Alors que le scandale autour de la compagnie israélienne NSO et son logiciel Pegasus est tout récent, le laboratoire de recherche canadien Citizen Lab a révélé, cette semaine, des détails sur un nouveau logiciel espion de fabrication israélienne. Le logiciel, jumeau de Pegasus, est l’œuvre de l’entreprise QuaDream Ltd, fondée par un ancien responsable militaire israélien et ancien membre de NSO Group.
Citizen Lab indique, sur la base d’une analyse d’échantillons partagés avec lui par Microsoft Threat Intelligence, qu’au moins cinq personnes ont été ciblées par ce logiciel en Amérique du Nord, en Asie centrale, en Asie du Sud-Est, en Europe et au Moyen-Orient». Des serveurs ont été identifiés dans dix pays ayant reçu des données provenant des appareils des victimes, dont Israël, Singapour, le Mexique, les Émirats arabes unis et la Bulgarie. «Parmi les victimes figurent des journalistes, des personnalités de l’opposition politique et un membre d’une ONG. Nous ne nommons pas les victimes pour l’instant», explique le laboratoire canadien.
Ce dernier indique que QuaDream est une société israélienne spécialisée dans le développement et la vente de technologies numériques offensives avancées à des clients gouvernementaux. La société est connue pour son logiciel espion commercialisé sous le nom de «Reign» qui, comme le logiciel espion Pegasus de NSO Group, utiliserait des exploits de type «zéro-clic» pour pirater les appareils cibles. «Des rapports récents des médias indiquent que QuaDream a vendu ses produits à une série de clients gouvernementaux, dont Singapour, l’Arabie Saoudite, le Mexique et le Ghana, et a proposé ses services à l’Indonésie et au Maroc», rapporte le laboratoire canadien.

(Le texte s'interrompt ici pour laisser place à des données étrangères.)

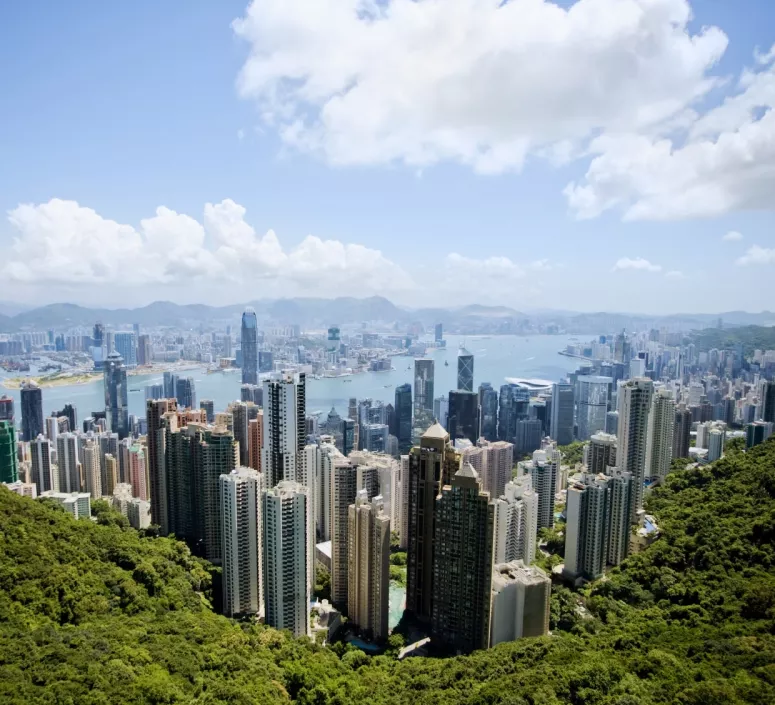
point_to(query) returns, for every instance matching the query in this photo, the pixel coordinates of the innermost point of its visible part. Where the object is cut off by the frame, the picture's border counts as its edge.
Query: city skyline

Un logiciel pour viser la société civile et les journalistes
En effet, en août 2021, le magazine israélien Globes avait révélé que des représentants de Quadream auraient «visité les bureaux des services de sécurité marocains afin de discuter de la vente» dudit logiciel et des systèmes de surveillance de la société israélienne au gouvernement marocain. «Les plus grands gagnants de l’enquête internationale sur la société israélienne de cyberattaque NSO ont été ses rivaux», avait commenté le média.
En outre, dans son rapport de décembre 2022 sur les menaces pesant sur le secteur de la surveillance pour compte d’autrui, la société Meta a indiqué avoir détecté sur ses plates-formes une activité attribuée à QuaDream. «L’activité comprenait l’utilisation d' »environ 250 comptes », qui, selon Meta, étaient utilisés pour tester les capacités des logiciels espions iOS et Android de QuaDream», ajoute la même source.
Ses experts notent que la société israélienne a établi un partenariat avec une société chypriote appelée InReach, avec laquelle elle est actuellement en conflit juridique. De nombreuses personnes clés associées aux deux sociétés ont des liens antérieurs avec un autre fournisseur de services de surveillance, Verint, ainsi qu’avec des agences de renseignement israéliennes. Selon des documents judiciaires obtenus auprès du tribunal de district de Limassol à Chypre, QuaDream a vendu ses produits en dehors d’Israël par l’intermédiaire d’InReach. «Cela n’indique pas nécessairement qu’InReach était le distributeur exclusif ou principal de QuaDream», précise-t-on.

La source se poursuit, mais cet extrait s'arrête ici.